NIH Record - National Institutes of Health

Owens, Longtime NICHD Scientist, Mourned

Dr. Owens
Longtime NIH researcher Dr. Ida Stephens Owens was the first African- American woman to earn a doctoral degree from Duke University.

Longtime NIH investigator Dr. Ida Stephens Owens died Feb. 24 at the age of 80. She was the first African-American woman to earn a doctoral degree from Duke University, in 1967, and was internationally known for her contributions to the understanding of the genetics of drug metabolism. 

Born in 1939 in Whiteville, N.C., Owens earned her bachelor of science degree in biology from North Carolina College, now North Carolina Central University, in 1961. She began her Ph.D. studies in biochemistry and physiology a year later. At the time, Duke had just started racially integrating its graduate and professional schools. She was among the first three African-American graduate students to enroll. 

After earning her Ph.D., Owens came to NIH in 1968 as a fellow in the Laboratory of Biochemistry and Metabolism in what was then the National Institute of Arthritis, Metabolic and Digestive Diseases. She then joined NICHD for a second fellowship in the section on developmental pharmacology in the Laboratory of Biomedical Sciences. 

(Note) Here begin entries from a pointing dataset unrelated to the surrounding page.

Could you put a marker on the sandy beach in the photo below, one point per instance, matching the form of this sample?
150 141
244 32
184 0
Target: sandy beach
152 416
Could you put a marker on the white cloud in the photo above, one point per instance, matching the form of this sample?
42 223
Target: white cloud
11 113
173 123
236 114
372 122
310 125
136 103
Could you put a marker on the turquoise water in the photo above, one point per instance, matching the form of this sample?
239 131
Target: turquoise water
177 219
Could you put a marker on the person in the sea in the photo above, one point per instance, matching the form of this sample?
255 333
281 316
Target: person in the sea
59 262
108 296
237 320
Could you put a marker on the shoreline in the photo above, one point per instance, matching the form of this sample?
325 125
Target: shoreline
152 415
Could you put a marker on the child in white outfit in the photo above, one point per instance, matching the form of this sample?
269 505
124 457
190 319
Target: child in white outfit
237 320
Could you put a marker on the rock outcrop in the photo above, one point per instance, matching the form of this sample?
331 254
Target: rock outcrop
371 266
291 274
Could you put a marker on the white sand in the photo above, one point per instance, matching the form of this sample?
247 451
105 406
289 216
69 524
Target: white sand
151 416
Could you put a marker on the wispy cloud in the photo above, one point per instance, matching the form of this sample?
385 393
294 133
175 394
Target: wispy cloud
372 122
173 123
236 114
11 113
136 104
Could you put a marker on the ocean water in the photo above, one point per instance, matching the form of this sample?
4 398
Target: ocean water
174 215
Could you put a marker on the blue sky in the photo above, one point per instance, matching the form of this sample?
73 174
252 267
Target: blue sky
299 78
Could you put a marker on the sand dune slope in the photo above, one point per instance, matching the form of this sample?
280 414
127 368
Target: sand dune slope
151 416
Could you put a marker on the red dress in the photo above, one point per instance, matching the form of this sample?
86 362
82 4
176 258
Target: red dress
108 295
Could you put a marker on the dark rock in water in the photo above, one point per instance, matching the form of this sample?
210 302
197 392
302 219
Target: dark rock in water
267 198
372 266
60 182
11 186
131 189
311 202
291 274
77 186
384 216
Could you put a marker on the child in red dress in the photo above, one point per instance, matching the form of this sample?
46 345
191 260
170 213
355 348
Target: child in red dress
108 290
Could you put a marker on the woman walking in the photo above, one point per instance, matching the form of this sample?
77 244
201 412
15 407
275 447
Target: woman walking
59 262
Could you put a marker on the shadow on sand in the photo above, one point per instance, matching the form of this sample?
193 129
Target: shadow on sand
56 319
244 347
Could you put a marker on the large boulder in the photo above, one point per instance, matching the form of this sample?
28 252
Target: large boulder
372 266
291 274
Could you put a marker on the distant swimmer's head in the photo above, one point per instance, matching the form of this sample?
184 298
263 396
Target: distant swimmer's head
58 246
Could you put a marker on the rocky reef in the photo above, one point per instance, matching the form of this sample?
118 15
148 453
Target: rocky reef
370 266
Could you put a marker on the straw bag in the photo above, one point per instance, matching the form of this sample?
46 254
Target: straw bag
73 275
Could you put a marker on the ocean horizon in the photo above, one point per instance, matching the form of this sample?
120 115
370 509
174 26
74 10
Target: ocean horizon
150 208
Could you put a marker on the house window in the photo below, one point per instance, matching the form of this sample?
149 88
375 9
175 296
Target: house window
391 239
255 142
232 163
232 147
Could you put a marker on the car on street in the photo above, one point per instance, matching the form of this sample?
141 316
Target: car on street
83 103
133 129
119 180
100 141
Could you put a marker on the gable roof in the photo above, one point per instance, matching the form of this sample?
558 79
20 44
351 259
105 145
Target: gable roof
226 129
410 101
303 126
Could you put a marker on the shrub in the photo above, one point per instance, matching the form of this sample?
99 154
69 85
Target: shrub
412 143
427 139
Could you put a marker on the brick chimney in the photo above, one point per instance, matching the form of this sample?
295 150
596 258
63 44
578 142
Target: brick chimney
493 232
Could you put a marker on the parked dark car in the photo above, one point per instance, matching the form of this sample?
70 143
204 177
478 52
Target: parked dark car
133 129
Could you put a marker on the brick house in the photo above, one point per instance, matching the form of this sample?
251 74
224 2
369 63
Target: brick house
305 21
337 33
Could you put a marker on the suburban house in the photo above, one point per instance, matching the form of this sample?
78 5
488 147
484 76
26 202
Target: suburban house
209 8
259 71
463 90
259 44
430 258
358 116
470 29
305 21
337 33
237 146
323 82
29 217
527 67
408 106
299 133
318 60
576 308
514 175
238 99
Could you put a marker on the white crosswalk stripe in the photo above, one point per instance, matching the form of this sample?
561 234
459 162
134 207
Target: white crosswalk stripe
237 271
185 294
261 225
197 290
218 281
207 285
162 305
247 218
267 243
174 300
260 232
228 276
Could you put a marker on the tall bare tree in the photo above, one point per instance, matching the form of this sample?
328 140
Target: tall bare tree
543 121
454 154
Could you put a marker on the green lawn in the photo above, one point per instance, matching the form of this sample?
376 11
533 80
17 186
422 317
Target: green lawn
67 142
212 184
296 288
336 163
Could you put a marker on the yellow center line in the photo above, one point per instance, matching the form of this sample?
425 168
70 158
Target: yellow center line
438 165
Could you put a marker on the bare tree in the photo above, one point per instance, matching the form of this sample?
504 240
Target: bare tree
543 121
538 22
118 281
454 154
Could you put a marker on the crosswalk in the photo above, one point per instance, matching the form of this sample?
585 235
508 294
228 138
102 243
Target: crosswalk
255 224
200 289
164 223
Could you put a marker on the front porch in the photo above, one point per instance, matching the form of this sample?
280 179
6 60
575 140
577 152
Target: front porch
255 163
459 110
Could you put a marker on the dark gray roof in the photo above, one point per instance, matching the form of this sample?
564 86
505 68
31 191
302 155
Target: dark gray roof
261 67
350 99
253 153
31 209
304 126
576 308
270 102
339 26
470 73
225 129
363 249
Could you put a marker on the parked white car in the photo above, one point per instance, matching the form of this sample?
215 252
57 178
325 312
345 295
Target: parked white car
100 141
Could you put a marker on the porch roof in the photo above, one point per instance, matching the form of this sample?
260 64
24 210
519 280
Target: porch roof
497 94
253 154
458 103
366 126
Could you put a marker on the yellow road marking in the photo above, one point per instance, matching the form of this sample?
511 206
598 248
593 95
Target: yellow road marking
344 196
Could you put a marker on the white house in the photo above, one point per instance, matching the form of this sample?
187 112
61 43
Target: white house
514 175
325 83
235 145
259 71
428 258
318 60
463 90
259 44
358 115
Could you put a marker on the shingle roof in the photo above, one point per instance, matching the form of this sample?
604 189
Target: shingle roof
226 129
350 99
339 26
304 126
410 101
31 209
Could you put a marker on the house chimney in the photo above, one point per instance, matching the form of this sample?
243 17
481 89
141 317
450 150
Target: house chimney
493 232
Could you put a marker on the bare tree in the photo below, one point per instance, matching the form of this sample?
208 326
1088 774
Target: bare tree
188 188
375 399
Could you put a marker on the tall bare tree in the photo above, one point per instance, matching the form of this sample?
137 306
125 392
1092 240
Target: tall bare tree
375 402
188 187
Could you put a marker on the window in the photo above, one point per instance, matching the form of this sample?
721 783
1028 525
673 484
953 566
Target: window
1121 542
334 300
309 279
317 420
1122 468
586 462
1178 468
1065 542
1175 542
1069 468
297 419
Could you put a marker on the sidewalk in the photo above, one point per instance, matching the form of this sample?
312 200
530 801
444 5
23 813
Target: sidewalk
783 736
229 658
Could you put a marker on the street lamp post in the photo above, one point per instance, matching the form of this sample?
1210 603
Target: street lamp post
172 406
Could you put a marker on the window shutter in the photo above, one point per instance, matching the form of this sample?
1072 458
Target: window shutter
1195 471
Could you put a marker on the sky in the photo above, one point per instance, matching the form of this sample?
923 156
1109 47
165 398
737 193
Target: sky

In 1975, Owens started her own laboratory at NICHD, the section on drug biotransformation, later renamed the section on genetic disorders of drug metabolism. She retired from NIH in 2017.

In her nearly five decades at NIH, Owens made several major advances in the study of a critical group of enzymes called UDP-glucuronosyltransferases (UGTs), which are responsible for detoxifying numerous drugs, toxic chemicals and other substances. 

She designed methods to study genes that code for specific UGTs, allowing her to characterize UGT1A1, the gene for an enzyme that processes the protein bilirubin, a breakdown product of hemoglobin. She also identified 12 previously unknown and independent UGT enzymes. 

Owens identified a genetic defect in the gene UGT1A1 that leads to Crigler-Najjar syndrome, a disorder that disrupts normal processing and excretion of bilirubin, leading to jaundice. She also found that UGT enzymes must be activated before they can detoxify foreign chemicals and that, in some cases, suppressing these enzymes could enhance the effects of therapeutic drugs. 

She is survived by her husband Herbert Owens, son Jeffrey Owens, daughter Lisa Owens, son-in-law Darryl Settles, and grandchildren Taylor and Preston Settles, as well as her sister Gwendolyn Bradley and brother Benjamin Stephens.